Gabriel Villela, afinal, chegou à cultura popular urbana. Saltou das alegorias do interior de Minas Gerais para a sinuca e o futebol do subúrbio do Rio. É num cenário de mesa de bilhar e com os atores vestidos de jogadores que ele estréia hoje "A Falecida", de Nelson Rodrigues.
No momento, o diretor está de volta a Minas, trabalhando nos ensaios de uma nova montagem com o grupo Galpão. A entrevista foi feita por telefone.

Folha - Você questionou, uma vez, a própria existência de uma cultura popular urbana. Como foi o encontro com Nelson Rodrigues, que é um autor popular urbano, ou suburbano?
Gabriel Villela - Foi um desafio, para mim mesmo. Eu queria ver se era possível entrar no subúrbio carioca e de lá retirar materiais que servissem à arte que eu quero, usando o mesmo processo que eu uso ao falar do interior do Brasil, de Minas, mas sem ter que citar em hora nenhuma o interior de Minas, o barroco e tudo mais.
Eu senti que era mais fácil do que eu previa. Primeiro, porque fui morar no Rio, fiquei seis, sete meses lá. Tratei de entrar em contato com a cidade, fui centenas de vezes ao subúrbio, até ao que antigamente era a Aldeia Campista e foi encampado pela Tijuca.
E quando eu percebi que no Nelson Rodrigues vibrava muito forte a questão do jogo, do futebol... E que, quando ele fez "A Falecida", foi numa ressaca, numa fase depressiva do povo brasileiro, que era exatamente um instante de frustração nacional...
Folha - Da Copa de 50.
Villela - Por causa da Copa de 50. Então eu tratei de fazer essa transferência. Traçando um paralelo com os personagens, eu observei que eles eram todos falidos, alguns com grandes expectativas, outros que já iniciavam numa falência monumental.
A partir das citações ao jogo Brasil e Uruguai, ao futebol, eu me apropriei então da linguagem do futebol –que aí deixa de ser, na verdade, uma linguagem suburbana, ou uma paixão restrita à cultura carioca, ao povo carioca, e passa a ser uma paixão brasileira.
Folha - E aí você achou a ligação com o seu trabalho.
Villela - Aí eu fiz a ponte.
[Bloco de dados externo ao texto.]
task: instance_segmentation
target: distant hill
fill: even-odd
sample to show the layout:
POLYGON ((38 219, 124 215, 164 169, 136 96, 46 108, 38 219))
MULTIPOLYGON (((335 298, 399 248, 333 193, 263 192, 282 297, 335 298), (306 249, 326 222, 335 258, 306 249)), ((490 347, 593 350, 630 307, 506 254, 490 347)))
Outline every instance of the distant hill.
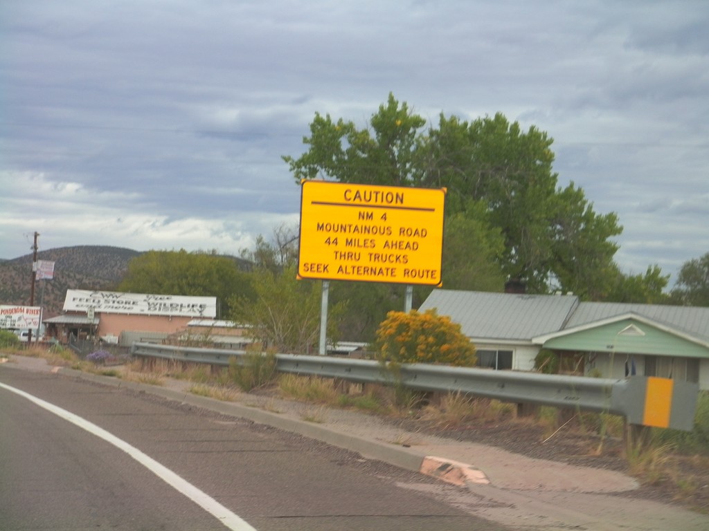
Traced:
MULTIPOLYGON (((122 247, 77 246, 40 251, 38 260, 55 262, 54 278, 35 283, 35 306, 45 318, 62 313, 67 290, 111 290, 128 271, 128 262, 142 253, 122 247)), ((0 261, 0 304, 30 304, 32 255, 0 261)))
MULTIPOLYGON (((67 290, 113 291, 128 272, 128 263, 143 252, 123 247, 84 245, 59 247, 37 253, 38 260, 53 261, 54 278, 35 282, 35 306, 44 308, 44 318, 62 313, 67 290)), ((249 270, 252 264, 231 258, 249 270)), ((28 306, 32 285, 32 255, 0 260, 0 304, 28 306)))

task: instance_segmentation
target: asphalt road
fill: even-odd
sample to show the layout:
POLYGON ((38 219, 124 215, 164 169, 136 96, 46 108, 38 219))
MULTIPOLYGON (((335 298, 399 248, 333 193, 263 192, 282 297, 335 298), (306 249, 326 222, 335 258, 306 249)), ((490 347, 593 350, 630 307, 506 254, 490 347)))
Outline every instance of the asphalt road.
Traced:
MULTIPOLYGON (((459 508, 436 480, 243 419, 3 365, 0 383, 109 432, 245 529, 507 529, 459 508)), ((228 528, 193 499, 124 450, 0 387, 0 531, 228 528)))

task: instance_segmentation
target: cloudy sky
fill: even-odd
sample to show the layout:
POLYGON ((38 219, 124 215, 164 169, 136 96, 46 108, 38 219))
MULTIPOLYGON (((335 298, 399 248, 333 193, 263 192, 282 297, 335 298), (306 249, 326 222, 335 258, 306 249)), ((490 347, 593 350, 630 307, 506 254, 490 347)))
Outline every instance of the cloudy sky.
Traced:
POLYGON ((625 273, 709 251, 705 0, 4 0, 0 258, 112 245, 238 254, 297 223, 316 112, 389 92, 437 123, 554 139, 618 213, 625 273))

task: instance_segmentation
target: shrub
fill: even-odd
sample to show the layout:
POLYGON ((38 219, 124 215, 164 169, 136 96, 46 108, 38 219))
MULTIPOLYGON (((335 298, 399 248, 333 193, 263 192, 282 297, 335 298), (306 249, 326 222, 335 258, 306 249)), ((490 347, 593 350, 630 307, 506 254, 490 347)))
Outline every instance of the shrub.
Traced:
POLYGON ((242 360, 232 356, 229 360, 229 376, 246 392, 268 385, 276 379, 276 355, 252 351, 247 353, 242 360))
POLYGON ((95 350, 86 356, 86 360, 94 363, 106 363, 113 359, 113 355, 108 350, 95 350))
POLYGON ((376 331, 377 358, 393 365, 440 363, 459 367, 475 365, 475 346, 460 325, 435 309, 419 313, 390 312, 376 331))
POLYGON ((16 348, 20 338, 9 330, 0 330, 0 348, 16 348))

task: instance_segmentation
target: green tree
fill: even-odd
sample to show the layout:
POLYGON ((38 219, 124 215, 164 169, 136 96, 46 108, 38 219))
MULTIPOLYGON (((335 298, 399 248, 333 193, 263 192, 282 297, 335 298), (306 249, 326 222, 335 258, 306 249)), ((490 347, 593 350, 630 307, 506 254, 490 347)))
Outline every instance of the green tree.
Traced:
POLYGON ((353 122, 334 121, 316 113, 310 125, 309 146, 298 159, 284 156, 296 183, 330 178, 342 183, 411 185, 417 165, 417 131, 425 124, 406 102, 390 93, 386 105, 369 120, 369 129, 353 122))
MULTIPOLYGON (((613 260, 618 246, 611 238, 622 229, 615 214, 599 215, 592 206, 573 183, 555 195, 549 269, 553 290, 600 300, 604 298, 609 273, 614 273, 613 260)), ((617 275, 613 277, 620 280, 617 275)))
MULTIPOLYGON (((498 249, 493 232, 485 231, 481 239, 471 239, 467 253, 449 252, 453 285, 471 289, 474 276, 465 274, 456 256, 488 256, 494 250, 504 275, 525 282, 530 291, 553 286, 589 297, 598 291, 598 273, 611 266, 617 250, 610 239, 622 227, 615 214, 597 215, 573 183, 557 189, 553 139, 546 132, 535 127, 523 131, 500 113, 471 122, 442 114, 437 127, 427 132, 425 124, 389 94, 366 129, 316 114, 311 136, 303 139, 307 151, 284 159, 296 182, 320 178, 445 187, 447 218, 459 216, 452 223, 484 221, 503 242, 498 249)), ((447 285, 447 274, 444 268, 447 285)))
MULTIPOLYGON (((249 325, 249 334, 264 348, 279 353, 308 354, 320 335, 322 282, 300 281, 294 263, 279 271, 259 267, 250 275, 255 297, 233 297, 230 317, 249 325)), ((342 304, 328 309, 328 338, 337 338, 342 304)))
POLYGON ((234 258, 216 253, 149 251, 128 263, 120 291, 153 295, 216 297, 220 315, 228 314, 229 299, 252 290, 234 258))
POLYGON ((505 244, 500 229, 490 226, 481 205, 469 207, 466 214, 447 216, 443 232, 443 286, 502 291, 505 275, 500 257, 505 244))
POLYGON ((262 234, 252 249, 242 249, 241 257, 255 267, 277 272, 298 260, 298 227, 281 224, 274 229, 271 241, 262 234))
POLYGON ((644 275, 626 275, 614 263, 606 272, 604 279, 605 292, 595 300, 642 304, 661 304, 669 302, 664 292, 669 275, 663 275, 662 270, 657 264, 649 266, 644 275))
POLYGON ((681 304, 709 306, 709 253, 683 264, 671 296, 681 304))

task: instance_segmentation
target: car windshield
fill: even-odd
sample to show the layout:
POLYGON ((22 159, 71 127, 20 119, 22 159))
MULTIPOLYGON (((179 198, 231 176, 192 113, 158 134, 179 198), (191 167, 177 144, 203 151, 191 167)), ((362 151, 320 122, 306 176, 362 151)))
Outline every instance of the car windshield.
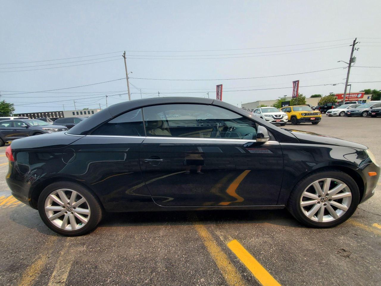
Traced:
POLYGON ((267 112, 279 112, 279 111, 277 108, 275 107, 263 107, 261 109, 262 109, 262 112, 266 113, 267 112))
POLYGON ((359 108, 368 108, 372 106, 374 103, 367 103, 358 107, 359 108))
POLYGON ((29 119, 29 120, 24 120, 24 122, 26 122, 32 126, 43 126, 46 125, 50 125, 49 123, 44 122, 42 120, 38 119, 29 119))
POLYGON ((304 105, 301 106, 294 106, 293 108, 294 111, 312 111, 312 109, 309 106, 304 105))

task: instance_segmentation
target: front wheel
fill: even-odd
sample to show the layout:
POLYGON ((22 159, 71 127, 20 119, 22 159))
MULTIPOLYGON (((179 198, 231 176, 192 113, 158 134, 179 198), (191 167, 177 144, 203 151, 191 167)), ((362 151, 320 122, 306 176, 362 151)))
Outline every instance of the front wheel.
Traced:
POLYGON ((359 187, 350 176, 338 170, 318 171, 295 186, 287 207, 307 226, 332 227, 352 215, 359 199, 359 187))
POLYGON ((90 232, 102 219, 102 208, 95 196, 70 182, 53 183, 44 189, 38 198, 38 209, 48 227, 69 236, 90 232))

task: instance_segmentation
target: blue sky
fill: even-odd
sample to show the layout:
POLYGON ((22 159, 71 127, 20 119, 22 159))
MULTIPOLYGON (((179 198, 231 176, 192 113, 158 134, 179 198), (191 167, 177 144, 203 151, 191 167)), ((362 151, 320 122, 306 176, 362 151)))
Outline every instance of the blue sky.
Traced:
MULTIPOLYGON (((129 58, 129 72, 133 73, 130 75, 132 78, 253 77, 343 66, 343 63, 337 61, 348 61, 349 43, 357 37, 360 43, 357 46, 359 50, 355 52, 355 66, 381 67, 381 30, 377 22, 381 3, 377 1, 2 1, 2 7, 0 63, 112 53, 1 65, 0 72, 0 72, 2 99, 15 104, 15 113, 62 110, 62 104, 66 110, 74 109, 73 99, 78 108, 94 108, 99 103, 104 107, 106 93, 110 96, 109 104, 126 100, 126 94, 111 96, 126 93, 125 80, 56 92, 60 93, 10 94, 64 88, 123 78, 125 73, 121 55, 125 50, 129 58), (316 43, 298 45, 307 43, 316 43), (285 47, 252 48, 281 46, 285 47), (311 50, 319 50, 305 51, 311 50), (261 52, 265 53, 250 53, 261 52), (290 53, 274 55, 286 53, 290 53), (205 55, 227 54, 230 55, 209 57, 240 57, 168 59, 176 58, 173 56, 181 56, 177 58, 182 59, 193 55, 198 58, 207 57, 205 55), (154 56, 166 56, 148 59, 160 58, 154 56), (94 59, 56 64, 90 59, 94 59), (104 61, 108 61, 10 72, 104 61), (30 66, 40 65, 50 65, 30 66), (15 67, 28 67, 6 68, 15 67), (113 92, 115 92, 109 93, 113 92), (64 92, 70 93, 62 93, 64 92)), ((354 67, 351 71, 350 82, 381 80, 381 68, 354 67)), ((343 84, 329 84, 344 82, 346 74, 346 69, 338 69, 250 79, 167 81, 131 78, 130 82, 142 89, 143 97, 155 96, 158 91, 160 96, 205 96, 209 91, 210 97, 215 98, 216 85, 222 84, 223 100, 240 106, 241 102, 291 95, 291 89, 227 90, 287 87, 292 86, 293 80, 299 79, 301 87, 301 87, 299 92, 305 95, 327 95, 343 92, 343 84), (164 93, 191 92, 194 93, 164 93)), ((352 92, 365 88, 381 89, 381 83, 352 85, 352 92)), ((132 98, 139 98, 139 90, 132 85, 130 87, 132 98)))

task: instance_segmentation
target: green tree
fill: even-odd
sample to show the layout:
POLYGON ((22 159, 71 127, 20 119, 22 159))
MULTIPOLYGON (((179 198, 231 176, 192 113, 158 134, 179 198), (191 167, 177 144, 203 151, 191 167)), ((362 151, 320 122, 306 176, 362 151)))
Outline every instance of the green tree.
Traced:
POLYGON ((291 98, 290 101, 290 105, 304 105, 306 104, 306 96, 303 93, 298 93, 298 97, 291 98))
POLYGON ((381 92, 378 89, 367 88, 360 91, 363 92, 365 94, 373 95, 371 100, 381 100, 381 92))
POLYGON ((324 105, 330 102, 337 102, 337 98, 335 95, 326 95, 319 101, 319 105, 324 105))
POLYGON ((10 116, 14 111, 14 106, 13 103, 5 102, 5 100, 0 101, 0 116, 10 116))

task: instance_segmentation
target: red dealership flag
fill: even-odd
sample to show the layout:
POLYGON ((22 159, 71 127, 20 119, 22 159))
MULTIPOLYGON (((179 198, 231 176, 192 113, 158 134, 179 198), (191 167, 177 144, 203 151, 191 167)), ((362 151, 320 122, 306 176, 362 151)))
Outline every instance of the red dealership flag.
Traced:
POLYGON ((298 97, 298 92, 299 91, 299 81, 295 80, 292 82, 292 98, 296 98, 298 97))
POLYGON ((216 86, 216 98, 219 100, 222 101, 222 85, 219 84, 216 86))

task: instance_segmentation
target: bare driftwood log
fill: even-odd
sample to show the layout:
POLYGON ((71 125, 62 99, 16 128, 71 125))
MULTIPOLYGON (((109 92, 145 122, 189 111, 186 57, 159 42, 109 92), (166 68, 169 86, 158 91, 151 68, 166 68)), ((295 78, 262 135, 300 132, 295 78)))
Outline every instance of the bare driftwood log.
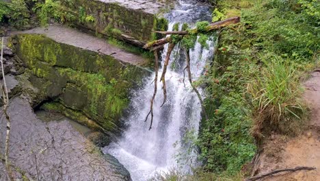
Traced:
MULTIPOLYGON (((237 23, 240 22, 240 17, 239 16, 235 16, 232 17, 230 19, 227 19, 224 21, 220 21, 217 22, 213 23, 210 25, 209 25, 206 27, 206 32, 211 32, 213 30, 216 30, 221 29, 222 27, 228 26, 232 24, 236 24, 237 23)), ((198 33, 198 29, 196 28, 191 29, 189 32, 192 32, 193 34, 196 34, 198 33)), ((155 32, 159 33, 159 34, 178 34, 178 35, 187 35, 189 34, 188 31, 173 31, 173 32, 165 32, 165 31, 155 31, 155 32)), ((163 38, 160 40, 152 41, 150 43, 148 43, 144 46, 144 49, 152 49, 152 47, 159 47, 159 45, 163 45, 166 43, 170 43, 172 41, 172 39, 171 38, 170 36, 168 36, 165 38, 163 38)), ((154 48, 153 48, 154 49, 154 48)))
MULTIPOLYGON (((204 108, 204 106, 203 106, 203 101, 202 101, 202 98, 201 97, 201 95, 199 93, 199 91, 194 85, 194 84, 192 84, 192 76, 191 76, 191 73, 190 71, 190 51, 189 51, 189 49, 187 49, 186 51, 187 51, 187 67, 186 68, 187 68, 187 71, 188 72, 189 82, 190 82, 190 85, 191 86, 194 92, 196 92, 196 93, 197 94, 198 98, 199 98, 199 101, 200 101, 200 104, 201 104, 201 108, 202 109, 202 113, 203 114, 204 114, 204 117, 206 118, 206 119, 208 119, 208 116, 206 115, 206 110, 204 108)), ((183 70, 183 71, 185 71, 183 70)), ((183 72, 183 74, 184 73, 185 73, 183 72)), ((183 77, 183 79, 185 77, 183 77)))
MULTIPOLYGON (((221 29, 222 27, 226 27, 226 26, 228 26, 229 25, 235 24, 235 23, 237 23, 239 22, 240 22, 240 17, 239 17, 239 16, 235 16, 235 17, 232 17, 232 18, 230 18, 230 19, 224 20, 224 21, 215 22, 215 23, 213 23, 209 25, 208 26, 206 26, 206 29, 205 29, 205 32, 209 32, 210 31, 219 29, 221 29)), ((181 38, 183 38, 183 36, 188 36, 189 33, 191 33, 192 34, 196 34, 197 33, 198 33, 198 29, 195 28, 195 29, 191 29, 189 31, 174 31, 174 32, 155 31, 155 32, 162 34, 167 34, 167 35, 168 34, 176 34, 176 35, 180 36, 181 38)), ((167 43, 169 43, 169 46, 168 46, 168 48, 167 55, 166 55, 164 65, 163 65, 163 72, 162 72, 161 77, 160 78, 160 82, 162 82, 162 83, 163 84, 163 102, 162 103, 161 107, 162 107, 164 105, 164 104, 165 103, 165 101, 167 99, 167 87, 166 87, 166 84, 165 84, 165 73, 167 71, 168 65, 169 64, 169 61, 170 61, 171 52, 172 51, 173 49, 174 48, 175 43, 176 43, 176 42, 173 43, 172 38, 171 36, 167 36, 167 37, 163 38, 162 39, 159 39, 159 40, 157 40, 150 42, 150 43, 144 45, 144 49, 148 49, 150 51, 152 51, 154 52, 156 52, 156 51, 157 52, 159 49, 163 47, 164 45, 165 45, 167 43)), ((183 69, 183 84, 185 84, 185 71, 187 70, 187 71, 188 73, 189 82, 190 82, 190 84, 191 84, 192 88, 196 92, 196 93, 197 94, 198 97, 199 98, 199 100, 200 100, 200 104, 201 104, 202 113, 204 114, 205 118, 206 119, 208 119, 206 111, 204 110, 204 106, 203 105, 203 101, 202 101, 202 99, 201 98, 201 95, 200 95, 199 91, 196 88, 196 86, 194 86, 193 85, 193 84, 192 84, 191 73, 191 71, 190 71, 189 51, 189 49, 187 49, 187 50, 186 50, 186 51, 187 51, 187 66, 183 69)), ((150 110, 149 112, 148 113, 148 115, 146 116, 146 119, 144 120, 144 121, 146 121, 148 120, 148 117, 149 117, 149 115, 151 114, 151 122, 150 122, 150 124, 149 130, 152 128, 152 121, 153 121, 153 110, 152 110, 152 109, 153 109, 153 102, 155 101, 155 95, 157 94, 157 77, 158 77, 158 69, 159 69, 158 64, 157 64, 158 63, 158 53, 155 53, 155 56, 156 56, 156 58, 156 58, 156 60, 155 60, 156 61, 156 65, 155 65, 156 74, 155 74, 155 91, 153 93, 152 98, 151 99, 150 110)))
POLYGON ((163 106, 163 104, 165 103, 165 101, 167 100, 167 87, 165 86, 165 73, 167 72, 167 67, 168 65, 169 64, 169 60, 170 59, 170 55, 171 52, 172 51, 172 49, 174 48, 174 43, 170 43, 169 45, 169 47, 168 47, 168 51, 167 51, 167 56, 165 56, 165 63, 163 65, 163 70, 162 71, 162 75, 160 79, 160 81, 162 81, 162 83, 163 84, 163 102, 161 104, 161 106, 163 106))
POLYGON ((150 105, 150 111, 149 113, 148 113, 148 115, 146 117, 146 120, 144 121, 146 122, 148 119, 148 117, 149 117, 149 114, 151 114, 151 122, 150 123, 150 127, 149 127, 149 130, 151 130, 152 125, 152 121, 153 121, 153 102, 155 101, 155 95, 157 94, 157 82, 158 82, 158 69, 159 69, 159 54, 158 54, 158 51, 154 51, 153 53, 155 55, 155 90, 153 92, 153 95, 152 95, 152 99, 151 99, 151 102, 150 105))
POLYGON ((245 180, 245 181, 257 180, 264 178, 269 176, 274 175, 274 174, 280 173, 280 172, 284 172, 284 171, 293 172, 293 171, 298 171, 298 170, 313 170, 313 169, 316 169, 315 167, 295 167, 294 169, 278 169, 278 170, 274 170, 274 171, 270 171, 270 172, 265 173, 265 174, 262 174, 262 175, 260 175, 260 176, 254 176, 254 177, 248 178, 248 179, 245 180))

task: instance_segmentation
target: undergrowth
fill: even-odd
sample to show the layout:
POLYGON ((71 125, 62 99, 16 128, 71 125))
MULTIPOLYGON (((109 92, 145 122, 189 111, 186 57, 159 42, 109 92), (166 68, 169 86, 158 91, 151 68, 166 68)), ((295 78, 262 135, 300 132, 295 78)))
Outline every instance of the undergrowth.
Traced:
POLYGON ((254 138, 306 128, 299 78, 319 62, 319 12, 315 0, 217 2, 216 20, 241 16, 241 22, 222 31, 198 84, 206 86, 209 116, 196 142, 204 171, 237 174, 255 154, 254 138))

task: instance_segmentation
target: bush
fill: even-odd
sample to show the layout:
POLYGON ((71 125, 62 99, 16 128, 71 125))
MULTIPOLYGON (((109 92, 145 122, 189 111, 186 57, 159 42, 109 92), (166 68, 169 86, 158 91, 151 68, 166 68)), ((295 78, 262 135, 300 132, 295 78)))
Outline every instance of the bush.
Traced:
POLYGON ((244 177, 241 173, 232 176, 226 173, 216 174, 206 172, 201 169, 194 171, 193 174, 186 174, 176 168, 171 168, 168 171, 156 173, 151 181, 242 181, 244 177))
POLYGON ((295 134, 305 123, 306 110, 300 99, 299 73, 291 62, 273 56, 248 85, 252 96, 253 136, 263 137, 264 131, 295 134))

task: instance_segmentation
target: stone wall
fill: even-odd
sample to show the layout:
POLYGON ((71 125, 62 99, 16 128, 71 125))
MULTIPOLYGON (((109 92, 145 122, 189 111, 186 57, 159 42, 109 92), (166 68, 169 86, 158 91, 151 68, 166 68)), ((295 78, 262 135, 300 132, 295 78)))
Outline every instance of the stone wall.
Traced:
MULTIPOLYGON (((119 119, 129 104, 130 90, 142 84, 148 73, 109 56, 42 35, 16 35, 11 42, 27 68, 23 76, 38 89, 32 95, 34 106, 43 100, 54 100, 68 112, 81 112, 94 120, 105 132, 119 132, 119 119)), ((83 123, 97 127, 88 121, 83 123)))
POLYGON ((142 47, 166 30, 168 21, 159 14, 167 5, 155 1, 62 0, 64 11, 75 17, 71 23, 82 27, 142 47))

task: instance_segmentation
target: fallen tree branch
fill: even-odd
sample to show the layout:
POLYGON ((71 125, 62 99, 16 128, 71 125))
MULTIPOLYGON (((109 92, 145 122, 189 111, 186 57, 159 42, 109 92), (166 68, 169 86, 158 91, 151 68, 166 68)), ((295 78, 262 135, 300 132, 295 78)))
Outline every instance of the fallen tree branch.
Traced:
POLYGON ((316 169, 315 167, 295 167, 294 169, 278 169, 278 170, 274 170, 274 171, 270 171, 270 172, 265 173, 265 174, 262 174, 262 175, 260 175, 260 176, 254 176, 254 177, 248 178, 248 179, 245 180, 245 181, 257 180, 264 178, 269 176, 274 175, 274 174, 280 173, 280 172, 284 172, 284 171, 293 172, 293 171, 298 171, 298 170, 313 170, 313 169, 316 169))
MULTIPOLYGON (((206 118, 206 120, 208 120, 208 116, 206 112, 206 110, 204 108, 204 106, 203 104, 203 101, 202 98, 201 97, 201 95, 200 94, 199 91, 198 89, 196 88, 196 86, 192 84, 192 75, 190 71, 190 51, 189 49, 186 50, 187 51, 187 72, 188 73, 188 77, 189 77, 189 82, 190 83, 190 85, 191 86, 192 88, 194 89, 194 92, 197 94, 198 98, 199 99, 199 101, 201 104, 201 108, 202 109, 202 113, 204 115, 204 117, 206 118)), ((184 79, 184 77, 183 77, 184 79)))
POLYGON ((148 113, 148 115, 146 117, 146 120, 144 121, 146 121, 148 119, 148 117, 149 117, 149 114, 151 114, 151 121, 150 123, 150 127, 149 127, 149 130, 151 130, 152 125, 152 121, 153 121, 153 102, 155 101, 155 95, 157 94, 157 82, 158 82, 158 69, 159 69, 159 65, 158 65, 158 58, 159 58, 159 55, 158 55, 158 51, 154 51, 153 54, 155 55, 155 90, 153 92, 153 95, 152 98, 151 99, 150 101, 150 111, 149 113, 148 113))
POLYGON ((162 83, 163 84, 163 102, 162 103, 160 107, 162 107, 163 104, 165 103, 165 101, 167 100, 167 87, 165 86, 165 73, 167 72, 168 65, 169 64, 169 60, 170 59, 171 52, 174 48, 174 45, 176 45, 171 43, 169 45, 169 47, 168 47, 167 55, 165 56, 165 63, 163 65, 163 70, 162 71, 161 77, 160 78, 160 81, 162 82, 162 83))
MULTIPOLYGON (((240 22, 240 17, 239 16, 235 16, 235 17, 225 19, 224 21, 217 21, 217 22, 215 22, 209 25, 206 27, 206 32, 210 32, 212 30, 219 29, 228 26, 232 24, 238 23, 239 22, 240 22)), ((196 34, 198 32, 198 29, 194 28, 194 29, 190 29, 189 32, 188 31, 170 31, 170 32, 155 31, 155 32, 158 33, 158 34, 161 34, 187 35, 187 34, 189 34, 189 32, 191 32, 192 34, 196 34)), ((165 38, 163 38, 163 39, 165 39, 165 38)), ((162 39, 160 39, 160 40, 162 40, 162 39)), ((162 40, 159 42, 162 42, 162 40)))

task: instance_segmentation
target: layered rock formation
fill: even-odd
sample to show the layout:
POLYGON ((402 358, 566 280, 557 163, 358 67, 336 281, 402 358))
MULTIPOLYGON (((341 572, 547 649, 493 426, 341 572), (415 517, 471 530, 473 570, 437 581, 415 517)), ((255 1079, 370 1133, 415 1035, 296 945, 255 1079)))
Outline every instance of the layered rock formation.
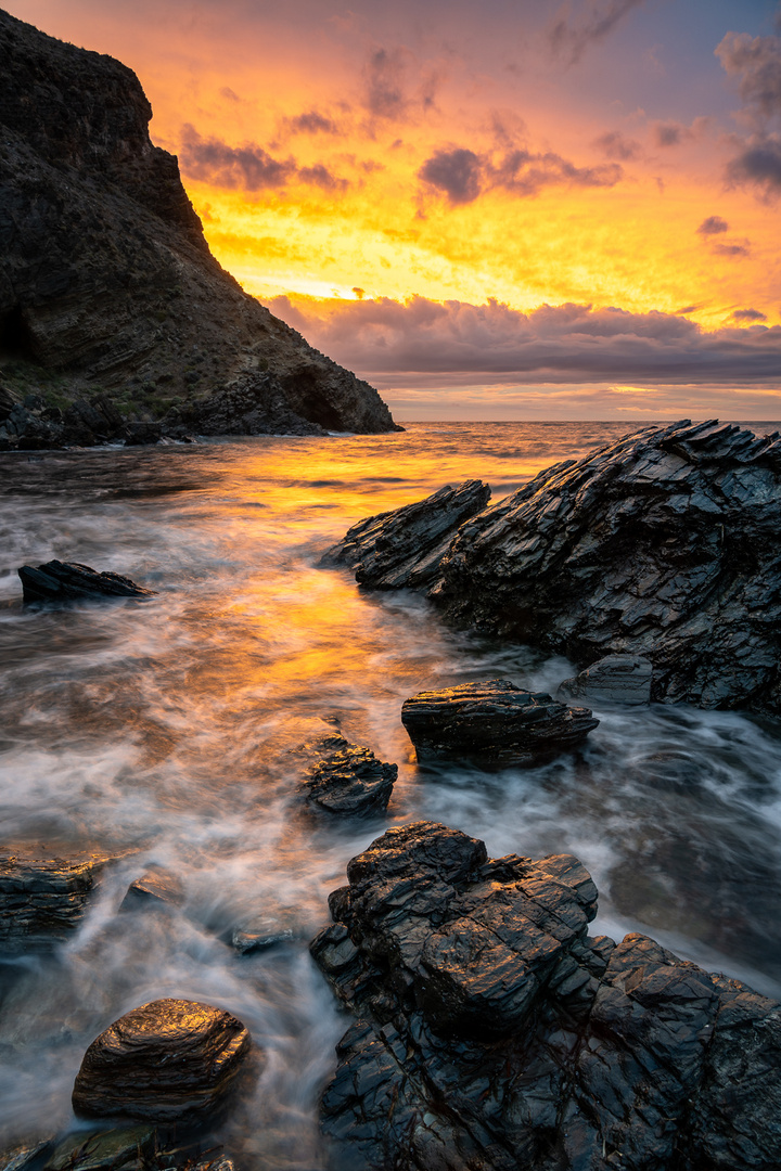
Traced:
POLYGON ((772 1171, 781 1006, 645 936, 588 934, 574 857, 488 860, 431 822, 348 865, 311 951, 356 1021, 333 1171, 772 1171))
MULTIPOLYGON (((374 548, 399 516, 374 527, 374 548)), ((608 655, 646 659, 655 700, 777 713, 780 527, 777 433, 715 420, 645 427, 547 468, 463 523, 427 593, 457 624, 582 667, 608 655)), ((371 553, 362 549, 363 563, 371 553)), ((427 556, 427 541, 411 539, 405 584, 427 556)))
MULTIPOLYGON (((167 412, 173 434, 393 430, 371 386, 214 260, 151 114, 121 62, 0 11, 4 445, 80 441, 30 392, 67 413, 105 391, 123 417, 167 412)), ((81 441, 105 430, 93 419, 81 441)))

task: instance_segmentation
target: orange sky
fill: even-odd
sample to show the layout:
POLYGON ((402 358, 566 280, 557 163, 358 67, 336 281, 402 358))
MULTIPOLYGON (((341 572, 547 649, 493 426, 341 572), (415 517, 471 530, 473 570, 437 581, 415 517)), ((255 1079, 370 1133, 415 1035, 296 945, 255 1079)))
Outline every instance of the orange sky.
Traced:
POLYGON ((781 415, 777 5, 7 8, 136 70, 219 260, 402 417, 781 415))

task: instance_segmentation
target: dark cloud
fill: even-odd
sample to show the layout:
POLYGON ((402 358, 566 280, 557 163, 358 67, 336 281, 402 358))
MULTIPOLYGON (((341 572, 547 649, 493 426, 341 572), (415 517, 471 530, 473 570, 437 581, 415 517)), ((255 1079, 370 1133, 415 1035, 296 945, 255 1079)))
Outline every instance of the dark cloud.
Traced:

Quer dizer, o processo foi o mesmo. Eu só tirei o olhar do mato e joguei no subúrbio carioca. Mas com isso, naturalmente, o trabalho perde as referências interioranas e surge como a recriação de um grande time que vai disputar uma grande partida em que não há vencedores.
Nós fomos tão fundo nisso que recorremos a roupas, a tecidos, a bandeiras dos clubes cariocas. Todo o figurino foi a partir de desenhos da década de 50, criando-se a fantasia de um escrete imaginário, em que no fundo você enxerga o Vasco, o Fluminense, um América. O espetáculo ganhou esse invólucro. Muito disso quem me ensinou foram os próprios atores.
Folha - Como surgiu o cenário da mesa de bilhar?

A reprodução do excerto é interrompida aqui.